The templates needed for 1× step-and-flash imprint lithography can be fabricated using extensions of current optical mask manufacturing technology.
Douglas J. Resnick, Ecron Thompson, L. Jeff Myron, Gerard M. Schmid, Molecular Imprints Inc., Austin, Texas
Over the last 30 years, many different varieties of next generation lithography (NGL) have been proposed as successors to optical lithography, but the continued extension of that technology - combined with the lack of a commercial NGL mask infrastructure - made it extremely difficult for any NGL to penetrate the silicon market. How will imprint lithography avoid sharing the fate of the others?

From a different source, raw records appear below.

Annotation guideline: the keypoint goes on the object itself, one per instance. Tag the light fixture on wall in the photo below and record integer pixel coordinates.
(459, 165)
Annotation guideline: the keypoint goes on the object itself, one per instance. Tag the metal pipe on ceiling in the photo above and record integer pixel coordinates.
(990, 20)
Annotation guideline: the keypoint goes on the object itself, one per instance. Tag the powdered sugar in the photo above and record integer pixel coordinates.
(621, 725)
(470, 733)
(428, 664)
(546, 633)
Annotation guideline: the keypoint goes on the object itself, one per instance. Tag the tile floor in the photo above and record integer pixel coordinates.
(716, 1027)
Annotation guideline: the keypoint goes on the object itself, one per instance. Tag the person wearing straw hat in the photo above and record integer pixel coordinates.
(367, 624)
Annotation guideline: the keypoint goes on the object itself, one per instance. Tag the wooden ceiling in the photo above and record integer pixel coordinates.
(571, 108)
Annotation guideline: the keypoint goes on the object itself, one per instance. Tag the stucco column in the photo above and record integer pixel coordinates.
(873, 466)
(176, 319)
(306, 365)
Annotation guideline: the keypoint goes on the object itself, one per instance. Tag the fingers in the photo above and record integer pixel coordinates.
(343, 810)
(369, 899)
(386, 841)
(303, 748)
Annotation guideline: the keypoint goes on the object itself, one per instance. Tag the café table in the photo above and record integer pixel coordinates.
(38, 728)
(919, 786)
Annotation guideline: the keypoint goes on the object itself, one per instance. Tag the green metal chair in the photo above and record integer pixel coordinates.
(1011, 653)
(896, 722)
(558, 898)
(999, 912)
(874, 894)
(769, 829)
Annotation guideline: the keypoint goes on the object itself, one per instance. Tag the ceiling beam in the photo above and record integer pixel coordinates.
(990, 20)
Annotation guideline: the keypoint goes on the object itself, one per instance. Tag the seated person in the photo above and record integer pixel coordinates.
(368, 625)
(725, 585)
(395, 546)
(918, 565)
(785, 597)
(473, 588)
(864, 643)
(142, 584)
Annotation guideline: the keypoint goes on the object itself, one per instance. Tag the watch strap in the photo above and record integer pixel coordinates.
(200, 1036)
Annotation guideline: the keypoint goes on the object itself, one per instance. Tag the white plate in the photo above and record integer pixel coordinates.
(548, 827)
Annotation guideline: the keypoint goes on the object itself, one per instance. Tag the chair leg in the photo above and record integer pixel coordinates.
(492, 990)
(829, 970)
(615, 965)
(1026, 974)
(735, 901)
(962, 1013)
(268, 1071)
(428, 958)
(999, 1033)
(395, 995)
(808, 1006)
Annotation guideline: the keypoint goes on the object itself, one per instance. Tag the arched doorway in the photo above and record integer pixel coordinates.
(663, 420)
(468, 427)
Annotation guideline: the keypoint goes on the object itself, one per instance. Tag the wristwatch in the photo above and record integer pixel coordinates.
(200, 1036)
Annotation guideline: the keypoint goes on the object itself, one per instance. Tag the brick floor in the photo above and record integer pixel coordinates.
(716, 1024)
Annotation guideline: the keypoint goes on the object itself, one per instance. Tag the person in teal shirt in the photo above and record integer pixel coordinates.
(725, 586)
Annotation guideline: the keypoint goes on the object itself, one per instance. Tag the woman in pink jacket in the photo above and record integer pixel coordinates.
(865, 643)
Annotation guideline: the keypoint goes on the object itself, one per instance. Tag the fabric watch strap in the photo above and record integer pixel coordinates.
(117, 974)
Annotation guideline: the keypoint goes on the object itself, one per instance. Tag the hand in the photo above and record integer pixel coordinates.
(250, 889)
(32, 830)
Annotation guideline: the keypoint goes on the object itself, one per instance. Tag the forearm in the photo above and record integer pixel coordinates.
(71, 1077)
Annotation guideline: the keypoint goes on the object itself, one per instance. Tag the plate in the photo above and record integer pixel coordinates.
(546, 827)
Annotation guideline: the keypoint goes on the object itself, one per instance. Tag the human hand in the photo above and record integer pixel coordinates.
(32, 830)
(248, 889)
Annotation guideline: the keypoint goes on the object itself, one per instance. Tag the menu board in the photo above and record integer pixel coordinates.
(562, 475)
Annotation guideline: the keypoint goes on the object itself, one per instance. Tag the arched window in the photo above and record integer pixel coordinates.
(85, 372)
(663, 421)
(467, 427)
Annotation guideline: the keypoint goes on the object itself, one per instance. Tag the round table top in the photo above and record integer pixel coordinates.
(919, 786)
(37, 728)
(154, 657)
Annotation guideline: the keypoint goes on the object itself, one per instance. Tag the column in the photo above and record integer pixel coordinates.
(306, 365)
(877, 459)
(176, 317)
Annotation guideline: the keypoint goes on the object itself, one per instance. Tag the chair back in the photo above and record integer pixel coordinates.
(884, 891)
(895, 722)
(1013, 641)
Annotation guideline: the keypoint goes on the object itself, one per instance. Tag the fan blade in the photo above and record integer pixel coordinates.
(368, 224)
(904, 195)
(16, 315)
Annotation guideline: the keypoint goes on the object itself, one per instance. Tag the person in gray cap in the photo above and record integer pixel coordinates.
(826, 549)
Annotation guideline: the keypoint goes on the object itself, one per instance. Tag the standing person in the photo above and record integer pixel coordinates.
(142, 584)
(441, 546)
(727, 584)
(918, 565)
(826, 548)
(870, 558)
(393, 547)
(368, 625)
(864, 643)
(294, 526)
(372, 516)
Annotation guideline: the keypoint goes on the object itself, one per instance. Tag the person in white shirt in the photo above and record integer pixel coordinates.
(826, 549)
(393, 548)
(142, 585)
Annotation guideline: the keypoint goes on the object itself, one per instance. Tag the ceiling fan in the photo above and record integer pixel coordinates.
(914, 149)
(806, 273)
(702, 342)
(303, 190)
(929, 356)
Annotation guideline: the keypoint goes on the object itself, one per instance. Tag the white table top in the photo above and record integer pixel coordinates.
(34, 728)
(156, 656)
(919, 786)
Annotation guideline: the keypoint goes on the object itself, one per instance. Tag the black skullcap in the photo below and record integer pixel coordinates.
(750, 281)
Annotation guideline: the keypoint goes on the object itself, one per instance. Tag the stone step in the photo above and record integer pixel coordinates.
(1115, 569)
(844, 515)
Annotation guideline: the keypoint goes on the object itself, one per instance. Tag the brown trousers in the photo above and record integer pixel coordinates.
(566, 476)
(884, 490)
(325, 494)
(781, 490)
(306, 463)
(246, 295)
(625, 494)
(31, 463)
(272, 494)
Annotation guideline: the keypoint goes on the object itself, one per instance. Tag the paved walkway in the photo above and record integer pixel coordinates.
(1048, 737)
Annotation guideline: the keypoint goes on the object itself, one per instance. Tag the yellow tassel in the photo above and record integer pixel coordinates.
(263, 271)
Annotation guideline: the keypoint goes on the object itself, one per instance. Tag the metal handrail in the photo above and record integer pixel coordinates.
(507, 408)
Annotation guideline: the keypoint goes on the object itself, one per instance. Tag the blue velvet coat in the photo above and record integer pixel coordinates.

Imprint lithography has now been included on the ITRS lithography roadmap at the 32 and 22nm nodes . Step-and-flash imprint lithography (S-FIL) is a unique method for printing sub-100nm geometries [2-4]. Relative to other imprinting processes, S-FIL has the advantage that the template is transparent, thereby facilitating conventional overlay techniques. S-FIL provides sub-100nm feature resolution fairly inexpensively, compared even to optical lithography, and avoids some line edge roughness phenomena. However, since imprint technology does not reduce dimensions, it is critical to address the infrastructure associated with the fabrication of 1× templates.
The S-FIL blank has an advantage over those for x-ray, EUV and particle beam lithography, in that the starting material is essentially identical to what is being used in mask shops today. Although patterning at 1× dimensions is challenging, today’s 4× optical proximity correction (OPC) designs require features almost as small. Writing time may also be less at 1×, because of the reduced writing area and the elimination of OPC.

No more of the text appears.